AB'nin yapmak istediği ne?
Pazar Belediyesi tarafından tertiplenen panele AÜ'den katılan akademisyenler AB'nin Türk tarımı ve üniter yapısı üzerinde ciddi hesapları olduğunu söylediler.
Naci GÜVEN - Pazar Belediyesi tarafından tertiplenen panelde, Avrupa Birliği’nin yerel yönetimler üzerindeki etkileriyle bu süreçte Türkiye tarımı ve çay sektörü konuları işlendi.
Profesör Doktor Birgül Ayman Güler ile Doktor Gökhan Günaydın’ın konuşmacı olarak katıldığı panel Pazar Belediyesi Kültür Salonu’nda gerçekleştirildi.
Pazar Kaymakamı Yalçın Sezgin, Hemşin Kaymakamı Fehmi Sinan Niyazi, Pazar emniyet Müdürü Mustafa Kavruk, Kemalpaşa Belediye başkanı Yalçın Emiralioğlu, Tarım Orkam-Sen Genel Başkanı Sezai Kaya, siyasi parti temsilcileri ve çok sayıda vatandaşın katıldığı panelin açılış konuşmasını Belediye Başkanı Hikmet Hatırnaz yaptı. Panelistlere teşekkür eden Başkan Hatırnaz, “İnsanoğlu dünyaya geldiğinden beri hep katılımcılığı benimseyerek paylaşımcı yapının içinde olmak istemiştir. Güncel konular bizi ilgilendirdiğine göre bunu denetim altında tutmak, paylaşmak bizim hakkımızdır. Günümüzden çok geleceğimizi ilgilendiren bir süreçte akademik olarak verilen bu konferansların yaşamımıza geniş katkılar yapacağını umuyorum” dedi.

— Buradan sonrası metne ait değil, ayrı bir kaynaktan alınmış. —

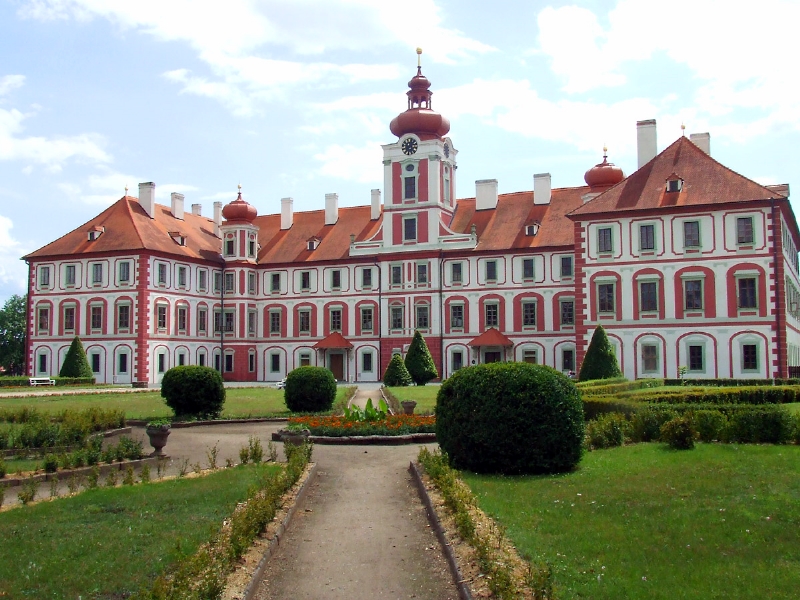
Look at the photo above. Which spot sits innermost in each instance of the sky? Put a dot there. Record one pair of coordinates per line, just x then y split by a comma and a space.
293, 98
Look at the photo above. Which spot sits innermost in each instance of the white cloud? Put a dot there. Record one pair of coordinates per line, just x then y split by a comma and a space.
50, 152
352, 163
237, 40
13, 272
734, 62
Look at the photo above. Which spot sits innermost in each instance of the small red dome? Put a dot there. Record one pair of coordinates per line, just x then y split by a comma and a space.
603, 175
239, 210
420, 118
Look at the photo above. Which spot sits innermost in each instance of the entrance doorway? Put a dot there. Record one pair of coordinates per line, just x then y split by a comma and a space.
492, 356
336, 365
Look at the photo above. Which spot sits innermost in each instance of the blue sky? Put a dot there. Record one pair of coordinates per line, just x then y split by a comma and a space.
294, 98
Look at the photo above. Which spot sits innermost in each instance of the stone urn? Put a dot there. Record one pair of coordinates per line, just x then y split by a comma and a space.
293, 436
158, 435
408, 407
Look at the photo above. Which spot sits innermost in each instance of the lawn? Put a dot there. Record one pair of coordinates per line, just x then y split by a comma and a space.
720, 521
239, 403
424, 396
106, 543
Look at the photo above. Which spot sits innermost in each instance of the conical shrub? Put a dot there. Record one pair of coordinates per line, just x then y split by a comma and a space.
396, 373
419, 361
600, 361
75, 362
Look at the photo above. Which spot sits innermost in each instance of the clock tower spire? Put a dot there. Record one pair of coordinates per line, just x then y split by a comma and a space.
419, 171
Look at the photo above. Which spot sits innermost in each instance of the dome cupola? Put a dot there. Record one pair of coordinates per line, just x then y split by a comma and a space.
604, 174
239, 210
420, 119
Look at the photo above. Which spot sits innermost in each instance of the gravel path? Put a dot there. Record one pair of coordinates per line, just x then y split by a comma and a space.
361, 534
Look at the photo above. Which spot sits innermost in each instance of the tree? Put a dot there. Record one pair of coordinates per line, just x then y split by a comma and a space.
75, 362
396, 374
13, 334
600, 361
419, 361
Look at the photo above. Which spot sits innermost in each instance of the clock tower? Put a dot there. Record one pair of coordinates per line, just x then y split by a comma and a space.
419, 171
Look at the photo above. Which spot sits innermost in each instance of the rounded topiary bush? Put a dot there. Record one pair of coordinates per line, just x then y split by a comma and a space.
309, 389
396, 374
193, 392
510, 418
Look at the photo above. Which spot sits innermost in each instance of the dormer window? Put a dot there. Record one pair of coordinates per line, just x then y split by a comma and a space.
532, 229
96, 232
674, 183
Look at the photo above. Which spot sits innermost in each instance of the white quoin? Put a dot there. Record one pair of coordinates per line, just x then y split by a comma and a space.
485, 194
542, 188
147, 198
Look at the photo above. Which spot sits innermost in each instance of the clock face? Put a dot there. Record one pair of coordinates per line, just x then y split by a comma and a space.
409, 146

Avrupa Birliği’nin yerel yönetimler üzerindeki etkileri konusunda konuşan Ankara Üniversitesi Siyasal Bilgiler Fakültesi Öğretim Üyesi Prof. Dr. Birgül Ayman Güler, Kamu Yönetimi Temel Kanun tasarısının, Türkiye'nin yönetim yapısını kökten değiştirdiğini belirterek, “Tasarı ile üniter devlet yerine federal devlet amaçlanırken, sosyal devlet eritiliyor, piyasa adına devlet yasaklanıyor. Tasarının oluşturduğu kurgu ile merkezi idarenin yetkileri yerele devredilirken, yerele bırakılan yetkilerin kullanımı da şirketlere aktarılıyor. Yerel yönetimlerin yetkileri, görevlerin sayılıp sınırlandırılmasıyla belirlenir. Buna karşın yerellik ilkesinde genel yetki yerel yönetimlere aittir. Görevleri sayılıp sınırlandırılan taraf merkezi yönetimdir. Bu özellik, aynı zamanda federal devlet anayasalarının sergilediği bir özelliktir. Tasarı, bakanlıkların örgütlenmesinde de köklü bir değişiklik getirerek, il ve ilçelerde valilik ve kaymakamlık olarak örgütlenmiş bulunan il genel yönetimi sistemini ortadan kaldırmaktadır.” Dedi
“Avrupa Birliği sürecinde Türkiye Tarımı ve çay sektörü” başlığı altında fikirlerini söyleyen Ziraat Mühendisleri Odası Başkanı Gökhan Günaydın ise devletin tarımsal alandan çekildiğini belirterek, “Oysa devlet tarımın kalkınmasında 1. etmendir. Anayasal dayanağı uyarınca tarım alanlarının korunması, tarımsal üretimin planlanması, girdilerin sağlanması, tarımsal üretimin arttırılması, üreticinin ürününün katma değerine sahip çıkacağı bir pazarlama yapısının oluşturulması; kamusal uğraşı alanları olup, sayılan görevler devlet tarafından yerine getirilir. Oysa Kamu Yönetimi Temel Kanunu tasarısı ile ulusal ve bölgesel düzeyde faaliyet gösteren araştırma enstitüleri ve laboratuarlar dışında Tarım ve Köyişleri Bakanlığı'nın geriye kalan tüm taşra teşkilatı il özel idarelerine ve onların aracılığıyla belediyeler, meslek kuruluşları ile üniversitelere pay edilmektedir. Tarım hizmetleri merkezi planlamaya dayalı, havza bazında çalışma gerektiren, özel uzmanlık bilgisine gereksinim duyulan hizmetler olup, bunların yerele devredilmesi, amaçlandığı söylenilenin tam aksine, tarım hizmetlerinin etkinlik ve verimliliğini büyük ölçüde geriye götürecektir” Dedi.